Kris agreed, but only to humor me. "Sounds like an interesting experiment," he said.

"It beats couples counseling, right?" I joked. I didn't want to let on how anxious I was, how much I was banking on the outcome of the test.

We marked the day of our "online date" on the calendar. That morning, after Kris left for work, I poured myself a cup of coffee and got down to business. At first, the questions were fun. ("What was the last book you read?" "Gone Girl.")

Then they grew more probing. "How important is sexual compatibility?" (Very, though obviously Kris and I hadn't made it a priority.) "When it comes to differences of opinion, do you try to accommodate the other person's position?" (I thought about arguments with Kris, how I am so focused on being right that I often fail to listen to his perspective.)

I reached the end, took a deep breath and clicked "submit." Within seconds, a pop-up message appeared: "Your Matches are Ready!" I clicked and discovered a dozen surprisingly attractive and successful bachelors within a 30-mile radius. There was Matt, 38, ruggedly handsome in a Patrick Dempsey sort of way, who worked in medical sales and shared my love of travel and books. Gary, 36, was "spiritual, but not religious," like me, and, as evidenced by his broad shoulders and chiseled arms, enjoyed CrossFit. The matches continued to roll in via email, five at a time. Soon, my inbox was pinging with requests from men to chat, to answer more personal questions, to meet up.

Kris was nowhere on the list.

My heart raced and my fingers trembled as I scrolled through my matches, hoping to see his familiar blue eyes gazing back. I felt confused, unmoored. What did it mean that all these guys were compatible with me? Was it possible that I could be just as happy with any of them as I was with Kris? And why hadn't he made the cut?

I texted Kris, "How's the matchmaking going?" After a few agonizing minutes, he replied, "We're not supposed to talk about it, right?" My stomach knotted.

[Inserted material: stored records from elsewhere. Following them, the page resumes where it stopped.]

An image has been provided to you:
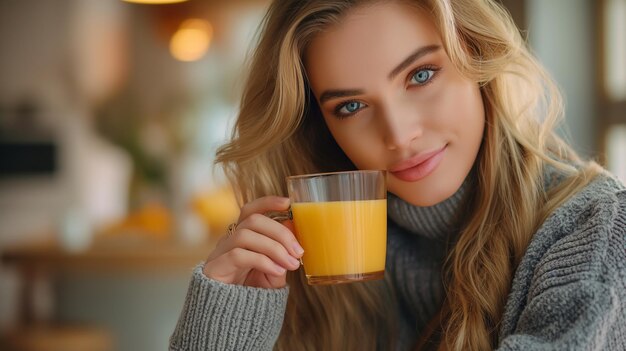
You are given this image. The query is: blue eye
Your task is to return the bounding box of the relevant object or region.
[337,101,363,115]
[411,69,435,85]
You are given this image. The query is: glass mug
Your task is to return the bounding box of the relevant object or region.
[267,170,387,285]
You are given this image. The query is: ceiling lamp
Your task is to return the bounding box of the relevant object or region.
[170,19,213,62]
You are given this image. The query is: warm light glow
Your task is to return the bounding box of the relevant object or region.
[122,0,187,4]
[170,19,213,62]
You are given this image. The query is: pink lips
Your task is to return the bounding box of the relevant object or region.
[389,145,447,182]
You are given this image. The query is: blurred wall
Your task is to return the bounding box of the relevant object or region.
[526,0,598,157]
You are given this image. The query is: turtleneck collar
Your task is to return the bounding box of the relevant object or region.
[387,176,470,240]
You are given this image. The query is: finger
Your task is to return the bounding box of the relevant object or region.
[204,247,286,284]
[239,196,289,222]
[231,224,300,270]
[239,213,304,258]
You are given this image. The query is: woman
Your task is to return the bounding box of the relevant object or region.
[170,0,626,350]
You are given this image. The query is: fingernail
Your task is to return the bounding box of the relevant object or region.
[293,244,304,255]
[275,265,287,274]
[289,256,300,267]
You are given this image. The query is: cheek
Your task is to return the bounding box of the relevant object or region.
[327,121,381,169]
[436,81,485,136]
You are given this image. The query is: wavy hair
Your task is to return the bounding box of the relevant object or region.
[216,0,600,350]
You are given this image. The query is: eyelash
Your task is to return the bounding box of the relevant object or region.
[333,65,441,119]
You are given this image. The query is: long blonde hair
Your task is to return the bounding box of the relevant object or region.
[217,0,599,350]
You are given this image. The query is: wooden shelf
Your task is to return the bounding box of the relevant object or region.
[2,240,215,272]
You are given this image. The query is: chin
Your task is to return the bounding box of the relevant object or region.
[389,175,463,207]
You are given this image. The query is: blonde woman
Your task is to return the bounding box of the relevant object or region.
[170,0,626,350]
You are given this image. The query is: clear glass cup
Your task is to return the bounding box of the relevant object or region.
[287,170,387,285]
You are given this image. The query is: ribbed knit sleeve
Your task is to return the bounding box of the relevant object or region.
[498,179,626,350]
[169,265,289,351]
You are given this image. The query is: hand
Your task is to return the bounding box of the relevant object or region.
[203,196,304,289]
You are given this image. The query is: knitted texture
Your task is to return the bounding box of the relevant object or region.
[170,176,626,350]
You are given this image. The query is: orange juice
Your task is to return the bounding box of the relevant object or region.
[291,199,387,284]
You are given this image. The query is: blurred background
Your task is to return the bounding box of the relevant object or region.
[0,0,626,351]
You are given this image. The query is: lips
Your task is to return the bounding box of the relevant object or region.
[389,145,447,182]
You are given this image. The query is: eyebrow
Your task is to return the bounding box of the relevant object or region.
[320,45,441,104]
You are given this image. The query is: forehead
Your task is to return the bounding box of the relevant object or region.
[305,2,441,89]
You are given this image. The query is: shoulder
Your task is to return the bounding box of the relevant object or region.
[520,174,626,297]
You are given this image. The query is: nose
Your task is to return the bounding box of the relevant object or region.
[378,104,424,150]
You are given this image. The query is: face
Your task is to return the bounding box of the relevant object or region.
[304,2,485,206]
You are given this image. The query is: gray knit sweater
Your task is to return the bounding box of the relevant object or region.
[170,175,626,351]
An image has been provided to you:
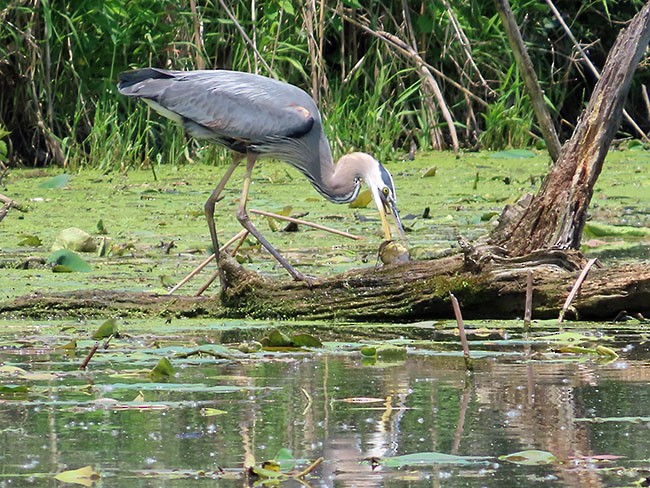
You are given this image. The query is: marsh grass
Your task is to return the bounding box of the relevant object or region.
[0,0,648,171]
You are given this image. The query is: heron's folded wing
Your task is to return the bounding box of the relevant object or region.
[124,71,320,142]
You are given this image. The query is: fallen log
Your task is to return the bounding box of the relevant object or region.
[0,251,650,322]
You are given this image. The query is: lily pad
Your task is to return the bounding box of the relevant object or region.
[47,249,92,273]
[349,190,372,208]
[491,149,535,159]
[499,449,557,466]
[149,358,174,378]
[54,466,99,486]
[92,319,119,340]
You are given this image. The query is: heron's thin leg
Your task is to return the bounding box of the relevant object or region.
[204,153,244,288]
[167,229,248,295]
[237,153,311,283]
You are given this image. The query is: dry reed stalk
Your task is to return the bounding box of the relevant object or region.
[557,258,597,324]
[449,292,474,371]
[249,209,361,241]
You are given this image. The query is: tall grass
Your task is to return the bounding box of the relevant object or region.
[0,0,649,171]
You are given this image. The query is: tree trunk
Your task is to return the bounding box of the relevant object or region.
[490,2,650,256]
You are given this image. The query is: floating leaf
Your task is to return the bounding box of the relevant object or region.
[47,249,92,273]
[38,173,70,189]
[18,234,43,247]
[52,227,97,252]
[55,339,77,351]
[349,190,372,208]
[377,346,406,361]
[261,329,293,347]
[533,332,604,344]
[422,166,438,178]
[92,319,120,340]
[361,346,377,357]
[339,397,386,404]
[54,466,99,486]
[559,346,618,359]
[375,452,490,468]
[584,222,650,237]
[499,449,557,466]
[149,358,174,378]
[201,407,228,417]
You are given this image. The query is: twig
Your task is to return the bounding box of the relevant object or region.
[249,209,362,241]
[214,0,277,78]
[524,270,533,333]
[291,457,323,478]
[449,292,474,371]
[79,341,99,369]
[557,258,597,324]
[190,0,205,69]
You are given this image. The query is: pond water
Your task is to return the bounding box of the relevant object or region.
[0,320,650,487]
[0,149,650,488]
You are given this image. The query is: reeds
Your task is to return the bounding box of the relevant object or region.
[0,0,645,170]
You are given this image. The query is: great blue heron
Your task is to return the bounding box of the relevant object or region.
[118,68,404,286]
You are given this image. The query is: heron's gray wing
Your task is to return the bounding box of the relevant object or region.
[119,68,320,144]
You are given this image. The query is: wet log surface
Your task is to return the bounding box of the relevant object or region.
[0,252,650,322]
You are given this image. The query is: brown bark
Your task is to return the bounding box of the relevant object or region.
[491,2,650,256]
[0,252,650,322]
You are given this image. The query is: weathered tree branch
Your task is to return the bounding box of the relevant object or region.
[491,2,650,256]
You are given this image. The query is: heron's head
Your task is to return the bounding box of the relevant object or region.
[354,152,406,241]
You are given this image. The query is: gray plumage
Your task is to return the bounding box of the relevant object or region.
[118,68,356,203]
[118,68,404,288]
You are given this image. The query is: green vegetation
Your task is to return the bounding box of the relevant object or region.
[0,0,649,171]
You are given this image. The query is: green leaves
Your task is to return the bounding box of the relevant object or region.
[149,357,174,379]
[46,249,92,273]
[52,227,97,252]
[260,329,323,350]
[38,173,70,189]
[92,318,119,340]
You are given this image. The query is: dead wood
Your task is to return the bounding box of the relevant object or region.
[0,251,650,322]
[491,2,650,256]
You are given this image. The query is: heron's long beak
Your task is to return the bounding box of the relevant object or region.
[375,194,406,241]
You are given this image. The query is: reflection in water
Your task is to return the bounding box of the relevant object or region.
[0,328,650,487]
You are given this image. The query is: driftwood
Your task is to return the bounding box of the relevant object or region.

The duplicity suddenly bothered me. I assumed the worst - he was window-shopping for other attractive women and planning his escape.

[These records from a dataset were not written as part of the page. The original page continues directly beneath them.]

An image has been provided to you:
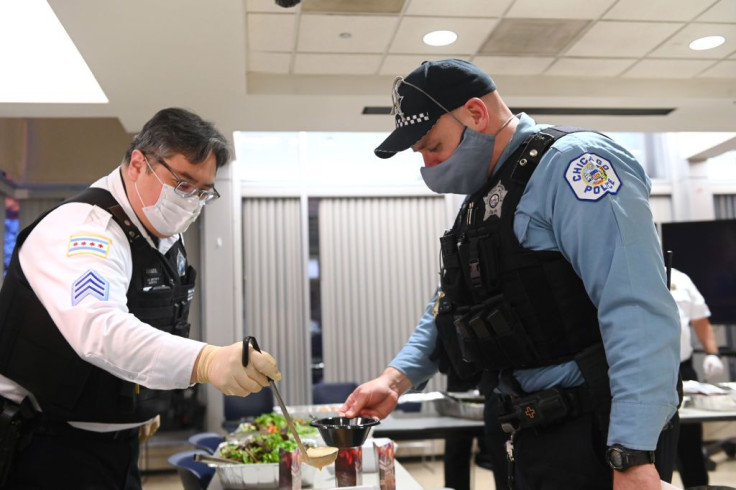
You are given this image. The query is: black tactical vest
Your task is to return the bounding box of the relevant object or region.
[436,127,601,376]
[0,188,196,423]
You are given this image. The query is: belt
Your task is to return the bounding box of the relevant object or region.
[33,420,138,441]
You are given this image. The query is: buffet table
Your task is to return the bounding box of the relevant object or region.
[207,461,422,490]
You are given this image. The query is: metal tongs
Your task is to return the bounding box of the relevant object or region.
[243,337,337,469]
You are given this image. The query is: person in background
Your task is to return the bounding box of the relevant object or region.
[670,268,723,488]
[340,59,680,490]
[0,108,281,490]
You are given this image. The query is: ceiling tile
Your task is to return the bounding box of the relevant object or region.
[698,60,736,78]
[622,59,713,78]
[404,0,513,17]
[565,21,683,58]
[294,54,381,75]
[245,0,302,13]
[473,56,554,77]
[302,0,406,14]
[506,0,616,19]
[389,17,496,55]
[247,14,296,52]
[248,51,291,74]
[545,58,636,77]
[697,0,736,22]
[297,15,399,53]
[650,22,736,59]
[379,54,468,76]
[479,19,590,56]
[603,0,716,22]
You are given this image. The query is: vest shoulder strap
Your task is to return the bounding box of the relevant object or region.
[511,126,590,185]
[64,187,148,247]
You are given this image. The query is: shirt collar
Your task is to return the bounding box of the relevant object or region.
[491,112,549,175]
[102,165,180,254]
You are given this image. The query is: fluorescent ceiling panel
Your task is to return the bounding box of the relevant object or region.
[0,0,108,103]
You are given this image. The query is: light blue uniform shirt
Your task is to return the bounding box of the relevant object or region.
[389,114,680,450]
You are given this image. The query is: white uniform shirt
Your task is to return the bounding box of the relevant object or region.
[670,269,710,362]
[0,168,204,430]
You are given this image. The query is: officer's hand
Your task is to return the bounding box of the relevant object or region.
[338,368,411,419]
[138,415,161,444]
[195,342,281,396]
[703,354,723,378]
[613,464,662,490]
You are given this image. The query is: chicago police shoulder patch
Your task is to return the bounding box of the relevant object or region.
[72,269,110,306]
[565,153,621,201]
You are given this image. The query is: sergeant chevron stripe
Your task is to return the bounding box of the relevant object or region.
[72,269,110,306]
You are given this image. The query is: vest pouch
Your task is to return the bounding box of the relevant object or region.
[440,231,472,305]
[430,297,478,380]
[128,285,182,333]
[455,294,538,369]
[457,229,500,303]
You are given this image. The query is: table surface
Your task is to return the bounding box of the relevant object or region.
[207,461,422,490]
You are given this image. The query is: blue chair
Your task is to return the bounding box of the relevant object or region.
[169,449,215,490]
[189,432,225,454]
[312,381,358,405]
[222,386,274,432]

That night, I couldn't sleep. As Kris lay in bed next to me snoring, I revisited my matches. I began to fantasize about Gary's strong arms wrapped around my waist. I imagined how Matt's perfect-looking lips might feel against my neck. I thought about how easy it would be to send either of them a quick message: "Want to meet?" I felt turned on, and guilty. In an effort to avoid my parents' fate, to be more grounded in my marriage, I'd taken a wrong turn - straight off the cliff.

The next morning, I tried to confess my fantasy to Kris. "So, about the eHarmony thing . . . " But before I could finish, he said: "Yeah, about that. I didn't do it. I never signed up."

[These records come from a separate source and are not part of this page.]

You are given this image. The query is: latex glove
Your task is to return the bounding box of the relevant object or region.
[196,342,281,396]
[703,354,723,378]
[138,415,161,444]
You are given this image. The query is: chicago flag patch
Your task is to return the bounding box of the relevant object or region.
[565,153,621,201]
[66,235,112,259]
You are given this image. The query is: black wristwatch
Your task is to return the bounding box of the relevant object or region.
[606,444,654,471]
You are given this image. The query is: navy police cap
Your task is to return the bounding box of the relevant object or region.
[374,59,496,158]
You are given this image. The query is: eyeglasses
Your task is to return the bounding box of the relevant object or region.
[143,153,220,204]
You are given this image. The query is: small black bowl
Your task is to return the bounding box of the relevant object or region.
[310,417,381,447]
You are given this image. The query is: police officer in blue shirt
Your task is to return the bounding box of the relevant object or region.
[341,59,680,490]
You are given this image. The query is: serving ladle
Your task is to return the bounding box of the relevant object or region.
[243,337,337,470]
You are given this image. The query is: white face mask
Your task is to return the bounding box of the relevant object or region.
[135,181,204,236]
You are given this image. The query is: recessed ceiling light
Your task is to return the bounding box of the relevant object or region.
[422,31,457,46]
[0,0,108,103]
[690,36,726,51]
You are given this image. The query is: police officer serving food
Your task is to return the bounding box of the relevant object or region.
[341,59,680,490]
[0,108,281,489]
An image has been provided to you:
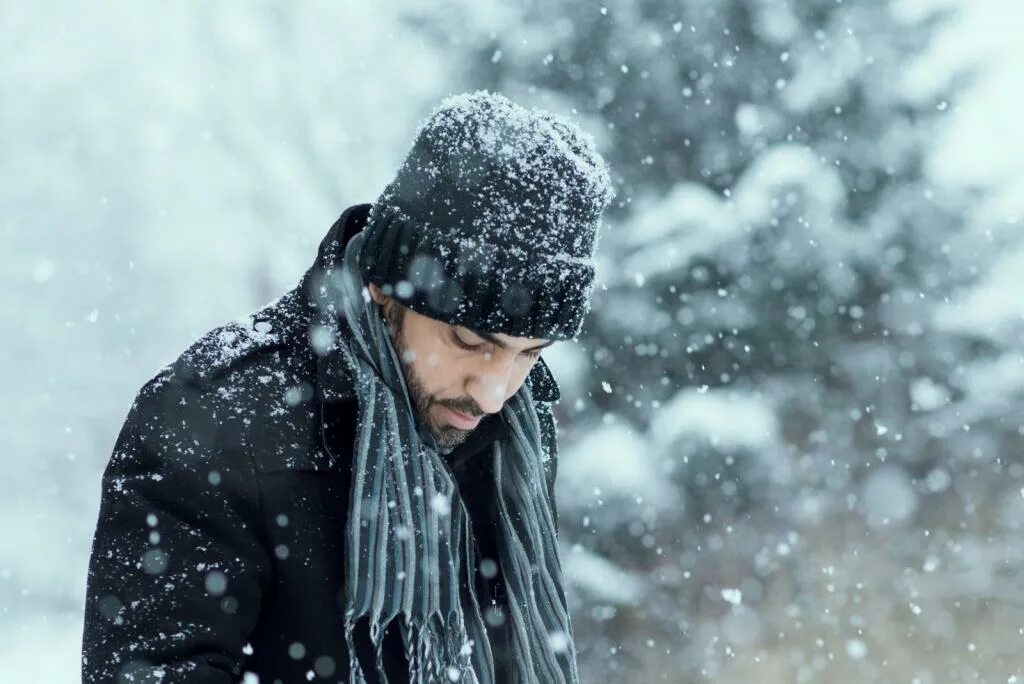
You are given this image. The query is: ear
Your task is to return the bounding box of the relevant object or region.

"What? I thought we agreed." I felt the sharp sting of disappointment followed quickly by relief, like he'd injected me with soothing serum.

"It's ridiculous," he said. "I don't need an algorithm to tell me that you're the right woman for me. I just know. Don't you?"

His words were a light in the fog. I was so anxious hearing other people's stories, I'd let them dictate mine, and I'd lost myself in the process. Once I turned down the white noise, I heard the truth: Kris wasn't even tempted to see what other women were out there. He was secure enough for both of us.

I went back online and deleted my account. In an instant, all the men who could have been disappeared into the ether.

What was I left with? A real person, flesh and bone, who loved me despite my fear. I thought about the adventures we'd had in the past 10 years. We'd gone sea kayaking in Thailand, lounged on scorching beaches in Mexico, had two beautiful children. I loved making him laugh. He intuitively knew when I needed space and time to write. These were details that would not fit into an online dating profile.

That night, instead of collapsing on opposite sides of the bed, we made love. Afterward, we talked about the future - trips we wanted to take, new restaurants we wanted to try, our dreams for our kids and for each other.

I didn't need an insurance policy. I had him. When I tuned out technology, I was reminded of something he never forgot: We aren't perfect. But we are perfectly matched.